Ya sudah, nanti aku mampir ke sana.”
“Oke!
Jangan ngebut ya...”
“Iya,
Ma.”
Rafael
menutup teleponnya sambil menggaruk kening.
Mampir ke pet shop itu lagi?
Bertemu dengan gadis itu lagi? Bisa jadi akan mengulang sejarah yang sama itu
lagi?
Diam-diam
Rafael mengutuki hatinya. Kenapa juga
harus ada getar-getar tersembunyi terhadap gadis itu? Getar yang tak pernah
muncul lagi sejak perpisahannya dengan Mega.
Dulu Mega. Sekarang Anna.
Apakah harus mengulangi lagi sejarah hitam itu?
Rafael
menghembuskan napasnya keras-keras. Dia menatap ke luar jendela. Pada gumpalan
awan yang berarak di langit di luar sana. Sekejap kemudian dia meraih koran
hari ini yang tergeletak di sudut meja kerjanya.
Tanpa
minat dibukanya koran itu. Lembar demi lembar. Berita politik, lewat. Kabar dunia,
lewat. Gosip artis, lewat. Laporan dugaan korupsi, lewat. Iklan, le....
Mendadak
mata Rafael bulat menatap iklan kecil di sudut kanan atas lembaran koran.
Dengan takjub ditekuninya membaca iklan itu.
ANDA LAKI-LAKI BAIK-BAIK?
MEMBUTUHKAN TEMAN KENCAN BOHONGAN?
NO SEX, NO DRINK, NO CHECK IN
JABODETABEK
TARIF NEGO
HUBUNGI 099912345678
TANPA PERANTARA
Rafael
ternganga. Sesuatu mendadak berkelebat di benaknya. Sesuatu seperti kembang api
yang meledak tanpa bisa dicegah.
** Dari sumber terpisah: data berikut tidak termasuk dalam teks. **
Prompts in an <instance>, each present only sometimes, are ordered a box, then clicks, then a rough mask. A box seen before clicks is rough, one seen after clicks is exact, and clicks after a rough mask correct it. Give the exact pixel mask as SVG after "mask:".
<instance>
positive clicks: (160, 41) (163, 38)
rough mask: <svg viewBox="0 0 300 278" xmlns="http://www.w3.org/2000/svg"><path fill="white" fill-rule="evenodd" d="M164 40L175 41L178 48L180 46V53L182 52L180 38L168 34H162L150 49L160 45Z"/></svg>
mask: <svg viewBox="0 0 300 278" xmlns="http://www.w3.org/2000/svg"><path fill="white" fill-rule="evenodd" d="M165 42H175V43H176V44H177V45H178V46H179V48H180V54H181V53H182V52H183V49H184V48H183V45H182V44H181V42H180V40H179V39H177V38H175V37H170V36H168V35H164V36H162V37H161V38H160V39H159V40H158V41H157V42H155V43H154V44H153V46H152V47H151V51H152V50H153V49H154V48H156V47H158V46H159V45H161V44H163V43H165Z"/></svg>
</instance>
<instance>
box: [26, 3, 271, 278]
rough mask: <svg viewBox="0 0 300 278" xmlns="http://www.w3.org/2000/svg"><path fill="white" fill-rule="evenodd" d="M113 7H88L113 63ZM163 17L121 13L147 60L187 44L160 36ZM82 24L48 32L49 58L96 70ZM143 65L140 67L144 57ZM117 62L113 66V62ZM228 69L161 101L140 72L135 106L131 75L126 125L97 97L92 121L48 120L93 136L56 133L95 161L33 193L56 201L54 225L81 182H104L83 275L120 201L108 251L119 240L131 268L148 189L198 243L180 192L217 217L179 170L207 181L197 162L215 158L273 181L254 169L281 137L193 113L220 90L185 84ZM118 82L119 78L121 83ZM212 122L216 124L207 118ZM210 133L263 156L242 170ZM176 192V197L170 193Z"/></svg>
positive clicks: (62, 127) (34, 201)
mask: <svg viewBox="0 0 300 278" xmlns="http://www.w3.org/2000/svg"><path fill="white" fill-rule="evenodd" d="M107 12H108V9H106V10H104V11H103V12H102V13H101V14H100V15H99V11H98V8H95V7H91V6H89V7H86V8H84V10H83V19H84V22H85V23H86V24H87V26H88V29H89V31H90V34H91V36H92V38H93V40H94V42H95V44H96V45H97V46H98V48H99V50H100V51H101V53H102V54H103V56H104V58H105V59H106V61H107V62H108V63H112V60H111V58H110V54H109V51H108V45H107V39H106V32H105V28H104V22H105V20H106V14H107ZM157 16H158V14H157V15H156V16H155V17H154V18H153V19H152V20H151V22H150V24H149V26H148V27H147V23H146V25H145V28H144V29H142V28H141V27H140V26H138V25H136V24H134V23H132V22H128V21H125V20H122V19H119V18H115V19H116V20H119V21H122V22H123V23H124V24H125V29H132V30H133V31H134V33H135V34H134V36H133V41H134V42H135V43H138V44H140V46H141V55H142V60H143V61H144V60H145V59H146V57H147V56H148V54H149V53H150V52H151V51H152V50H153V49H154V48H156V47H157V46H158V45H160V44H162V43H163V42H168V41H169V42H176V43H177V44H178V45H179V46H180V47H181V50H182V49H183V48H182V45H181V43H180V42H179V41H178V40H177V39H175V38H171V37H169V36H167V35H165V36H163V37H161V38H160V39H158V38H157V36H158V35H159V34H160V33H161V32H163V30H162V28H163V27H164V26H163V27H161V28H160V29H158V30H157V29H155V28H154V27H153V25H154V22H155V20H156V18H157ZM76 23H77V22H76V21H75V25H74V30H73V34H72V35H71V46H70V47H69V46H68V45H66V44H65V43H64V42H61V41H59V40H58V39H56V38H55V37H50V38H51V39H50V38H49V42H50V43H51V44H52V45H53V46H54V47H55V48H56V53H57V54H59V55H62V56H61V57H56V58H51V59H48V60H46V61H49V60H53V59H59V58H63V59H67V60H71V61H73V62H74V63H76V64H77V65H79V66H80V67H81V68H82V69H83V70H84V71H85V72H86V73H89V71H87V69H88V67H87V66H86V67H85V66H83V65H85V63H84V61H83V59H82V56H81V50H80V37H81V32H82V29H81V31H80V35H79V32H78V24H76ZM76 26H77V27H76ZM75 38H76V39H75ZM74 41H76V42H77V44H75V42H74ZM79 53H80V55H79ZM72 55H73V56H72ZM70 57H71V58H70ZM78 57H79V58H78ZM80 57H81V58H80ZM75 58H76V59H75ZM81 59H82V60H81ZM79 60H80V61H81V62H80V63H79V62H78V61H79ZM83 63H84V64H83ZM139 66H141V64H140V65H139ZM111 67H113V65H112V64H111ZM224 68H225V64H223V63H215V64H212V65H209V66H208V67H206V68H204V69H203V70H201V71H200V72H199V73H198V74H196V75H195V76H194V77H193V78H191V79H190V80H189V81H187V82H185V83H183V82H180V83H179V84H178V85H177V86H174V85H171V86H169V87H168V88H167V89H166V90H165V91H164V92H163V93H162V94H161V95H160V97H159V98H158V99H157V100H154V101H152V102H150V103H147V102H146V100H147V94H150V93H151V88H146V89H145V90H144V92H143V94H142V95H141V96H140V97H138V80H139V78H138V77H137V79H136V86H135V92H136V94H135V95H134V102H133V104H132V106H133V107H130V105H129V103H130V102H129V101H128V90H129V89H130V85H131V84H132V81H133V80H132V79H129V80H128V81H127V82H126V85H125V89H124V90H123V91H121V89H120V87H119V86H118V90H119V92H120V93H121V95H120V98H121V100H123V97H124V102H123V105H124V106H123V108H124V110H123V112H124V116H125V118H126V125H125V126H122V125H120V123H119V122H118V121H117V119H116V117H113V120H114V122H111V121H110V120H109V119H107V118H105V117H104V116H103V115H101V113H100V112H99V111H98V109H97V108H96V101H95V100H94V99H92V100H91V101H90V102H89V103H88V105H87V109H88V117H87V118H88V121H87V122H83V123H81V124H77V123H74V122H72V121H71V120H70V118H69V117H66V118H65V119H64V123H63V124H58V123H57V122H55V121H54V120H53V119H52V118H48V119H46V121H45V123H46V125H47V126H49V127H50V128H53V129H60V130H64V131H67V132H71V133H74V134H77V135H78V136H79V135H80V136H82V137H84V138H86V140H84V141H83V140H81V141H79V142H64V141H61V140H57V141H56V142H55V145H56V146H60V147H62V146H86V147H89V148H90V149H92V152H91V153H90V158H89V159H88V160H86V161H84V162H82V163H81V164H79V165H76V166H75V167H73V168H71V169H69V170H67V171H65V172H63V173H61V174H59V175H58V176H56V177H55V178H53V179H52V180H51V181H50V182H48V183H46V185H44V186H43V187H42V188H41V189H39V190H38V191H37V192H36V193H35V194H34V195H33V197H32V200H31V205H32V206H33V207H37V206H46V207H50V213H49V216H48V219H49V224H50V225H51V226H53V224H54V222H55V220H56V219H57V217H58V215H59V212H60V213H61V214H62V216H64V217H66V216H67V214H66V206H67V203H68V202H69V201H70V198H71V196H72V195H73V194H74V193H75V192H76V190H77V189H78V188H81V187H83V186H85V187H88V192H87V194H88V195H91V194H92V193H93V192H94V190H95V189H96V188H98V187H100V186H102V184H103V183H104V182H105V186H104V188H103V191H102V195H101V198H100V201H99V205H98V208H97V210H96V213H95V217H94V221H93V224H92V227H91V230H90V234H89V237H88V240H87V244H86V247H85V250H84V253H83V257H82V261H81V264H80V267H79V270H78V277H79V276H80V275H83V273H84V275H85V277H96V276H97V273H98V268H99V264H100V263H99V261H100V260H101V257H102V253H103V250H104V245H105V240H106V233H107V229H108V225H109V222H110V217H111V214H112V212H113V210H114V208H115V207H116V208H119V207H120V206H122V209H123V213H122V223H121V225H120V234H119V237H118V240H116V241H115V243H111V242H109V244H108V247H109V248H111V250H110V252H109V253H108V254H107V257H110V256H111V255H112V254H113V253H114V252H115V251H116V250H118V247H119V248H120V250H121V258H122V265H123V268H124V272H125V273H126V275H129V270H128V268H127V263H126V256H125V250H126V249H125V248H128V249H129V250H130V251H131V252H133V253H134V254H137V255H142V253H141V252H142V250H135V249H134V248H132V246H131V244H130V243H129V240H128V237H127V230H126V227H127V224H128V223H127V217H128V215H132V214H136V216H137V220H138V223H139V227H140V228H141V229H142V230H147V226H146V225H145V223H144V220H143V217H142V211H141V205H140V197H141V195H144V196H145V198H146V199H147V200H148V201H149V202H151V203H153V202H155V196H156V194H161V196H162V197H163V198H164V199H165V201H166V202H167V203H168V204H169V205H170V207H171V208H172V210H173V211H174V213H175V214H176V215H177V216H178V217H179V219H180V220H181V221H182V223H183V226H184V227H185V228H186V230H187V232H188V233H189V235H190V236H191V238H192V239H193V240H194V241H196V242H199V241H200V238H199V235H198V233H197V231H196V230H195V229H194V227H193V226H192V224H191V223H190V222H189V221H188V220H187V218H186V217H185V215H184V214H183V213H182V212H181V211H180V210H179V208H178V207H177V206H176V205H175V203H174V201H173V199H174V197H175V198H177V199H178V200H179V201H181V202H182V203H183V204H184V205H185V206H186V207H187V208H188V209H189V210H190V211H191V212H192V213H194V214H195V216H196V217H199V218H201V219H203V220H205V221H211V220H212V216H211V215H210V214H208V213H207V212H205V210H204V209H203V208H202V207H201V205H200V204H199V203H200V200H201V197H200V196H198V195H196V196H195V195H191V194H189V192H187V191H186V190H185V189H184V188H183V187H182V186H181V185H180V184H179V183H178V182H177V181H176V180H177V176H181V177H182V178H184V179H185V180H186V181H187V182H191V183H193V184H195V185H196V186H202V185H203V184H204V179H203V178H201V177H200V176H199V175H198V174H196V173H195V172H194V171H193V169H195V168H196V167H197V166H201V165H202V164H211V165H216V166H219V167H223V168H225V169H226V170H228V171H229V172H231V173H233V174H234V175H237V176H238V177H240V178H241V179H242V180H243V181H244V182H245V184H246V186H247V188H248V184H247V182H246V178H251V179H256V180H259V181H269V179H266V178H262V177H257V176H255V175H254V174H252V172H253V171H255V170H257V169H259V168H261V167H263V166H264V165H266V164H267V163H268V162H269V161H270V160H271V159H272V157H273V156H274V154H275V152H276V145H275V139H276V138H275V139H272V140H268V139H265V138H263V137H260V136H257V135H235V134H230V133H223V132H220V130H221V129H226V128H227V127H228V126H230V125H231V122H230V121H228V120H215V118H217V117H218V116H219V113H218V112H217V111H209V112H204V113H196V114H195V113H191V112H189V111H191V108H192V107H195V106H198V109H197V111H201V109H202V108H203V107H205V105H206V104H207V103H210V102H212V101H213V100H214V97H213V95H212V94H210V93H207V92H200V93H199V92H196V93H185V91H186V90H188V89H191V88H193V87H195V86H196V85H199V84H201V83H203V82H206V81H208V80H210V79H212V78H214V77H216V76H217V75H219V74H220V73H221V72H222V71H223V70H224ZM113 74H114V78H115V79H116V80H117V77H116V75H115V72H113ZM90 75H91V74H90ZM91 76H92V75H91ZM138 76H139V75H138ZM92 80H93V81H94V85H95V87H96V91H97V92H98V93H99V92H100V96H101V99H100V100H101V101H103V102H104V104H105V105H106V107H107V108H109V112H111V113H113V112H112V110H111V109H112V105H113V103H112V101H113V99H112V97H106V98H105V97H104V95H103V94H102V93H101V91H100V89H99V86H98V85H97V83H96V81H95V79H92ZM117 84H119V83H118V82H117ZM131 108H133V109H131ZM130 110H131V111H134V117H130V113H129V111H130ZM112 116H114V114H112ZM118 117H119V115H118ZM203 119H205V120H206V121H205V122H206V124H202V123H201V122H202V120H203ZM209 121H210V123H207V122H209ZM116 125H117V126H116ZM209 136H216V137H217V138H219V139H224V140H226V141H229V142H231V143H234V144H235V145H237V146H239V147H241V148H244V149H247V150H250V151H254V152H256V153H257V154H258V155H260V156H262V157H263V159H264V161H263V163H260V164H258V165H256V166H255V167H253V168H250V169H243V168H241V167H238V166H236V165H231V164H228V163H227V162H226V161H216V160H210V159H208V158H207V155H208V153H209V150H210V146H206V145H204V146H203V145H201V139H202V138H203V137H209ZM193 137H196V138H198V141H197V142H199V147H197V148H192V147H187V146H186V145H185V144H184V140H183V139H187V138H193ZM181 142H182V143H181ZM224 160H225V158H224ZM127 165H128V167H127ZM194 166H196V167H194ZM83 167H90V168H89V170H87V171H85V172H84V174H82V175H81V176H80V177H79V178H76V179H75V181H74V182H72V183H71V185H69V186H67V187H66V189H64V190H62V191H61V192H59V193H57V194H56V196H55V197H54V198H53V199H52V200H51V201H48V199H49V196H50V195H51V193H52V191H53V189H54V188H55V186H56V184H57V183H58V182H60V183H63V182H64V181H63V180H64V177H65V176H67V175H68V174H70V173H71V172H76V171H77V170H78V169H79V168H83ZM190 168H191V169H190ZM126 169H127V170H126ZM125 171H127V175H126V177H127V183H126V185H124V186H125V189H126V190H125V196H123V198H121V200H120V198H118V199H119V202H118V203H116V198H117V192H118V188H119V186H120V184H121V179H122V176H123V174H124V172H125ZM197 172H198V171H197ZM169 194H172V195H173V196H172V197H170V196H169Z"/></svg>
Membuatnya buta sesaat.
Diliriknya
arloji. 11.32. Mengikuti impuls, disentuhnya dengan hati-hati angka pada
ponselnya. 0-9-9-9-1-2-3-4-5-6-7-8. Kemudian ditempelkannya ponsel itu ke
telinga.
* * *
Anna
mengangkat wajahnya begitu bel berdenting. Seorang laki-laki tinggi tegap
melangkah masuk.
Deja vu!
Laki-laki
itu tersenyum ke arahnya. Mengangguk ringan.
“Halo!”
sapa Anna ramah. “Apa kabar?”
“Baik,”
jawab Rafael. “Belum tutup ya?”
“Belumlah...
Kami buka sampai jam sembilan malam tiap harinya. Butuh sesuatu?”
Rafael
mengangguk. “Cat food, titipan Mama.”
“Oh...
Tunggu sebentar ya?”
Anna
dengan cekatan mengambil beberapa bungkus cat
food dengan merk yang biasa dibeli Bu Lea.
“Apa
lagi?” tanya Anna dari kejauhan.
“Sudah,
itu saja,” jawab Rafael sambil beranjak ke meja kasir.
Sebelum
Anna menanyakan jenis pembayaran, Rafael sudah menyodorkan sejumlah uang tunai.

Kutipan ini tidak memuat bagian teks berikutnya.